So long ago, it had been. It amazed Vishnumitra to think that the ashram had so long withstood the depredation of time and prejudice. His father had been a maverick, a madman. An outcast who had given up the Brahmin’s sacred thread to marry a Muslim woman and not even insist on her conversion, let alone the various purification rituals! It was said that while she performed Hindu rituals such as the chhat fast, she also kept to her daily Islamic prayers! So Maitreya had lost caste and status, been turned out with his wife to roam the world. In his late youth he had finally found this place by the great, slow river, where among the trees a new kind of ashram had been founded. Eklavya, where any child could come to learn, irrespective of caste or creed or religion. The Brahmins kept their sons at home but in time the other castes sent their children, afraid to miss out on such an education. Apart from learning the duties of a householder, they would learn mathematics, music, astronomy, Ayurveda, yoga, tending a garden, cooking, sword-fighting and wrestling. Maitreya found teachers from the ranks of swordsmen and wandering dervishes, Sufi healers and itinerant craftsmen. So in time the children of petty tradesmen, Hindu or Muslim, sat with those of cowherds, rich landowners, and the occasional defiant Brahmin and sang their multiplication tables, or learned to cook and eat together and thus destroy both caste and religion. But what they created, Maitreya would say, was more important: a hybrid culture, a din-i-illahi made real, imbued with the best of both traditions. Friendship, community, a temple of knowledge.
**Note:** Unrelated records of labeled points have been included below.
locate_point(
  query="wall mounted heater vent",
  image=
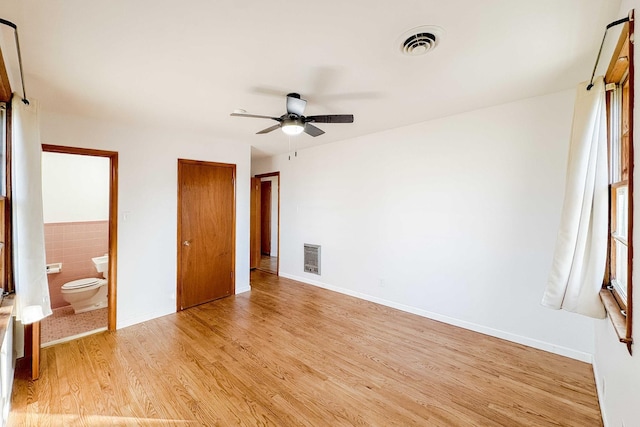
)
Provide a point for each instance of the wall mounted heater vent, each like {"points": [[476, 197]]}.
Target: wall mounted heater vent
{"points": [[312, 259]]}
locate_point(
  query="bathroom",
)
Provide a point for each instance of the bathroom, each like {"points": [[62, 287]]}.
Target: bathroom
{"points": [[75, 193]]}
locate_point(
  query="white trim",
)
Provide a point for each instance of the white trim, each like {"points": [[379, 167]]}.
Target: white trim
{"points": [[530, 342], [243, 289], [599, 392]]}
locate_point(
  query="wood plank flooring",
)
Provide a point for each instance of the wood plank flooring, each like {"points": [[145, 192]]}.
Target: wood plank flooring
{"points": [[288, 354]]}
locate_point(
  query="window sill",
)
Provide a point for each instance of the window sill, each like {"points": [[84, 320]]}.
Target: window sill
{"points": [[618, 319]]}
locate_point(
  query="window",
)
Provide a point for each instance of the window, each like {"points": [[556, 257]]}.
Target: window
{"points": [[617, 291]]}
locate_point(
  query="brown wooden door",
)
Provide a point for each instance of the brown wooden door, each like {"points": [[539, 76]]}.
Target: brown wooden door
{"points": [[206, 232], [265, 217], [254, 243]]}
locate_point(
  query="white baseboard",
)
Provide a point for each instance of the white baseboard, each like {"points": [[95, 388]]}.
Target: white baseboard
{"points": [[599, 391], [530, 342], [243, 289], [124, 323]]}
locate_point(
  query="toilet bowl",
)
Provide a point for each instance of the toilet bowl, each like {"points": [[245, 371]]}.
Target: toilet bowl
{"points": [[85, 294], [90, 293]]}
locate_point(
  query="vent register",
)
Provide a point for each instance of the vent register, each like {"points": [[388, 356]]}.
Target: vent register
{"points": [[312, 258]]}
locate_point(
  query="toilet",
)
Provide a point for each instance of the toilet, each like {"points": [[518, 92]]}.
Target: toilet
{"points": [[90, 293]]}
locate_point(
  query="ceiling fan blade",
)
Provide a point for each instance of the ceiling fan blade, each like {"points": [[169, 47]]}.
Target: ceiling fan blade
{"points": [[255, 116], [295, 105], [269, 129], [312, 130], [331, 118]]}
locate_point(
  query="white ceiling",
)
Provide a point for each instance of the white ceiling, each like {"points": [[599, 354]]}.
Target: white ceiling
{"points": [[188, 64]]}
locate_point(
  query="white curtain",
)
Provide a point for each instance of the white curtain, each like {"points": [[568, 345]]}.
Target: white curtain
{"points": [[32, 290], [580, 255]]}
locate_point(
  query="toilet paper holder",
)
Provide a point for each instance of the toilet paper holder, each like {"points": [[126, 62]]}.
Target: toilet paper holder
{"points": [[56, 267]]}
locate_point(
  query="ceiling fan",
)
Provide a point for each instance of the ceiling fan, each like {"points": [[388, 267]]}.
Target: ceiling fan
{"points": [[293, 122]]}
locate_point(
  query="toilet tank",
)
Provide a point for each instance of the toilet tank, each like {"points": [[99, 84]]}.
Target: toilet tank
{"points": [[102, 265]]}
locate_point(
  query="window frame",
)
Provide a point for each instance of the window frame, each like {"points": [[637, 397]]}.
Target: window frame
{"points": [[619, 81]]}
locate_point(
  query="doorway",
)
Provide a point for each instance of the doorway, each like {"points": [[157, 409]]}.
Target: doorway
{"points": [[80, 227], [206, 232], [269, 222]]}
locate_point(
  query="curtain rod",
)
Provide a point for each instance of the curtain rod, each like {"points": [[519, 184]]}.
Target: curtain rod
{"points": [[613, 24], [15, 31]]}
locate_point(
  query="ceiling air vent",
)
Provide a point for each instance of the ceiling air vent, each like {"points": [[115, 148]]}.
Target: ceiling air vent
{"points": [[420, 40], [312, 259]]}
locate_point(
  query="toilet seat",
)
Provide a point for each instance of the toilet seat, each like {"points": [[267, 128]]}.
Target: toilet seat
{"points": [[82, 283]]}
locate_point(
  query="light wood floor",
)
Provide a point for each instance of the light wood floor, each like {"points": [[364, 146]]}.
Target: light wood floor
{"points": [[289, 354], [268, 264]]}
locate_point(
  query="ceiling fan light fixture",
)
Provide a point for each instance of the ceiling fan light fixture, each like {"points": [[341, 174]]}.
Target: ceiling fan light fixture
{"points": [[292, 127]]}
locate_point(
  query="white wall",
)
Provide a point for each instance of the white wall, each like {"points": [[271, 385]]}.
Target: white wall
{"points": [[75, 188], [617, 372], [147, 207], [453, 219]]}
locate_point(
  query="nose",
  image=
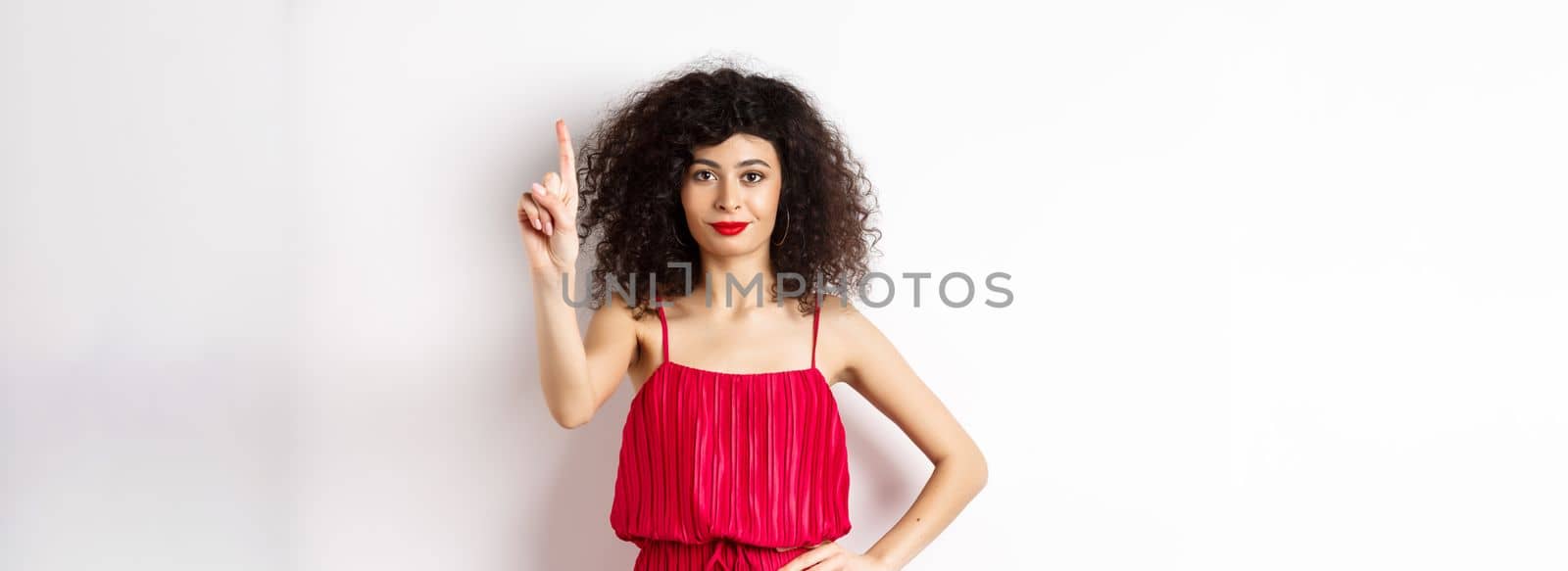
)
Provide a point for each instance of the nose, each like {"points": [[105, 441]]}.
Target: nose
{"points": [[728, 200]]}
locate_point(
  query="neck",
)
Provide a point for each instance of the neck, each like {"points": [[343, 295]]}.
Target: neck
{"points": [[752, 273]]}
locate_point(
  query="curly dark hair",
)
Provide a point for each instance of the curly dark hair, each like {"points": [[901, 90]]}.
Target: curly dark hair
{"points": [[634, 164]]}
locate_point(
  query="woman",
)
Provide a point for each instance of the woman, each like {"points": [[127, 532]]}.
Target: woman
{"points": [[733, 455]]}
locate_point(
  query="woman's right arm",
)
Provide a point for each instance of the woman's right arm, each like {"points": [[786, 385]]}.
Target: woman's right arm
{"points": [[577, 375]]}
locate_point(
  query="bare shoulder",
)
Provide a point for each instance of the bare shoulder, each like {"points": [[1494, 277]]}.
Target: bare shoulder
{"points": [[843, 338]]}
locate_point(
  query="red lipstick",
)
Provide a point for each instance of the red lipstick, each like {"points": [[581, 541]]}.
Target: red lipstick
{"points": [[729, 228]]}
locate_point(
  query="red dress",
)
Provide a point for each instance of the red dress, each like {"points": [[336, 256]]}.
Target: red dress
{"points": [[717, 468]]}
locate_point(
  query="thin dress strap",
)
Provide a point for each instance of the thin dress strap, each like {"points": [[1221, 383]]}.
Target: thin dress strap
{"points": [[663, 328], [815, 317]]}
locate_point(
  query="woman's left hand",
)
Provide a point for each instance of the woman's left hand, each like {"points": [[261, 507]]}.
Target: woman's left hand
{"points": [[830, 555]]}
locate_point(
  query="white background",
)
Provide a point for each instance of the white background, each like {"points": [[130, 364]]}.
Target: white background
{"points": [[1290, 278]]}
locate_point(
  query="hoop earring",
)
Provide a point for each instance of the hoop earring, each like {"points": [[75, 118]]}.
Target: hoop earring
{"points": [[786, 229]]}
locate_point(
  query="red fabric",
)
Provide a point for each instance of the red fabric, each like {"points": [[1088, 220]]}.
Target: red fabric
{"points": [[717, 468]]}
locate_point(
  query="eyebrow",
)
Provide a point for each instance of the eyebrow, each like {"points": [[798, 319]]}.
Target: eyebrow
{"points": [[737, 165]]}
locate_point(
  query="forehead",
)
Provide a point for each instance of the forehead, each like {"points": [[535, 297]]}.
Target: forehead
{"points": [[736, 148]]}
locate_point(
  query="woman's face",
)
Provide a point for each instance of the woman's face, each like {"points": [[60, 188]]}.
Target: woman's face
{"points": [[736, 180]]}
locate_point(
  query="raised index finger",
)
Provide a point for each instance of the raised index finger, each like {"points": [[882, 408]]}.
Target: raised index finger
{"points": [[568, 156]]}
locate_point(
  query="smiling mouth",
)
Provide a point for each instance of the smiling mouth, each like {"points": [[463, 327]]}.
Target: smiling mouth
{"points": [[729, 228]]}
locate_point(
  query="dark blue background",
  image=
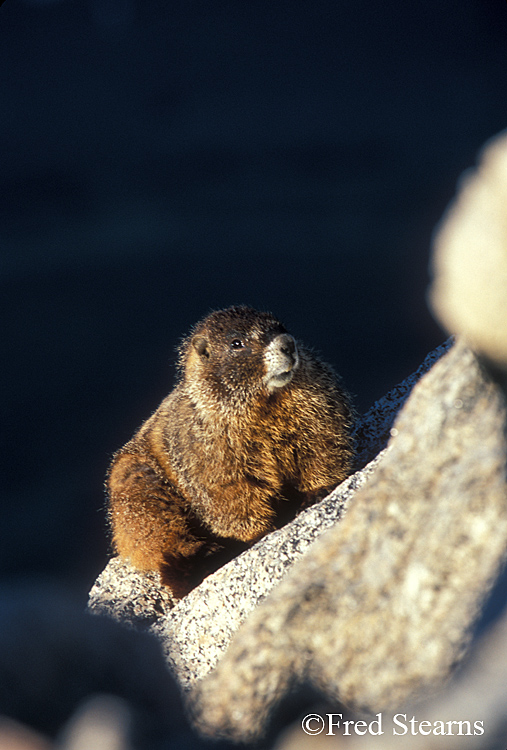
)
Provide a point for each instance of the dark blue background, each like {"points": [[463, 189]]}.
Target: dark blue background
{"points": [[159, 159]]}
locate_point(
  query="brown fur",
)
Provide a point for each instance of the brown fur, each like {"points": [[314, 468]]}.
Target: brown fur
{"points": [[256, 429]]}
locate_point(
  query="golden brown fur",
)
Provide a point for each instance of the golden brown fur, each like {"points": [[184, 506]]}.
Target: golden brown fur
{"points": [[256, 429]]}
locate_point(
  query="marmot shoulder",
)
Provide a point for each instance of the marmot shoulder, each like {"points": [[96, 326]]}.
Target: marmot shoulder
{"points": [[256, 428]]}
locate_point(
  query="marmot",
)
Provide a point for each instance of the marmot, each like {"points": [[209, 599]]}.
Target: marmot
{"points": [[256, 428]]}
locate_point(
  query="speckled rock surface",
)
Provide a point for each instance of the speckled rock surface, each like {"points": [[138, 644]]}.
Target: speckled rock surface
{"points": [[379, 609], [196, 631]]}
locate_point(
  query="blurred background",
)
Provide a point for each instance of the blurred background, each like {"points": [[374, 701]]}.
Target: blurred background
{"points": [[160, 159]]}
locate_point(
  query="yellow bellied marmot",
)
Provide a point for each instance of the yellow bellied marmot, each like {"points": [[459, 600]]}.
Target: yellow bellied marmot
{"points": [[256, 429]]}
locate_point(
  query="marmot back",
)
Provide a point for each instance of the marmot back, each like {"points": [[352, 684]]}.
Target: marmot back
{"points": [[256, 429]]}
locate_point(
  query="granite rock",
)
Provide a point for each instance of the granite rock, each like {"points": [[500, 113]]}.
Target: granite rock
{"points": [[379, 610]]}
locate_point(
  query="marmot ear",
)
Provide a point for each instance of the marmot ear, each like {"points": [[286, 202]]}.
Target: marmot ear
{"points": [[200, 344]]}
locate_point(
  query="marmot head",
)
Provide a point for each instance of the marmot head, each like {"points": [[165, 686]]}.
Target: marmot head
{"points": [[238, 353]]}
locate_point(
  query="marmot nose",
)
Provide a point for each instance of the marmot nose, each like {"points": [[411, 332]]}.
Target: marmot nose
{"points": [[286, 344]]}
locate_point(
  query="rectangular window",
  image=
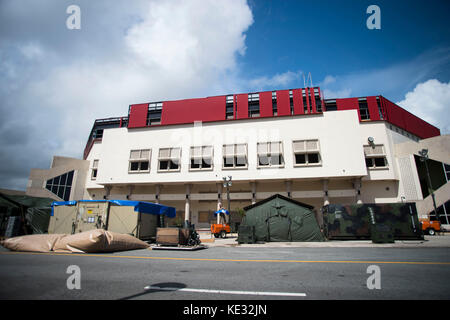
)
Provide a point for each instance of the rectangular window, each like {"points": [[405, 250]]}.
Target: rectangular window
{"points": [[330, 105], [201, 158], [253, 105], [306, 153], [205, 217], [274, 103], [235, 156], [169, 159], [305, 105], [93, 172], [375, 157], [139, 161], [229, 107], [270, 154], [291, 101], [379, 108], [154, 113], [318, 101], [363, 109]]}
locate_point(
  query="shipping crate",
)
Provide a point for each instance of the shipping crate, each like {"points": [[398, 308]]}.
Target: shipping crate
{"points": [[172, 236]]}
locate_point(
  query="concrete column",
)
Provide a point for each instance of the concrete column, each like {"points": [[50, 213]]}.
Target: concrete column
{"points": [[357, 184], [187, 206], [253, 185], [326, 199], [130, 191], [108, 192], [289, 188], [219, 200], [157, 193]]}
And it was that. In the kitchen Vishnumitra’s mother, Tasleem, took the clay pot of rice off the earthen stove and carried it out to the courtyard, swept clean by the children. There was a daal and some vegetables, and berries the children had picked in the forest. Everyone was sitting cross-legged on the ground, in a row, waiting to be served. The platters were made of dried, woven leaves, and soon each held a mound of rice, the famous red-tinged rice of that region. Many years after he had left home, Vishnumitra remembered the aroma of that rice: rich, earthy, with a touch of walnut. Whenever he met a trader from those parts he was sure to buy enough red rice to last him some time.
And in the night-time, sleeping in the open under the stars, with the crickets singing in the undergrowth, and from the forest the low, sweet call of a koel. His father would tell the small ones stories of pirs, or gods, or kings.
“And so Krishna became the king of Dwarka, but his friend of childhood, Sudama, remained poor even as a grown man. He lived in a hut with his wife and children, and they were hungry many times. One day he decided he would go to Dwarka to see his old friend. All he had that he could bring as a gift was a bag of rice, just the kind you ate today. So he walked all the way to Dwarka . . .”
It was an old, comforting story: the friend, Sudama, in his rags, with his lowly gift, being laughed at by the courtiers until the king saw him and came to him and embraced him, and expressed inordinate delight at the gift of rice. And Sudama spent a few days with Krishna, and when he returned home he found that his fortunes had changed. Where his rude hut had been, there stood a mansion, and his wife and children were well-fed and well-clothed.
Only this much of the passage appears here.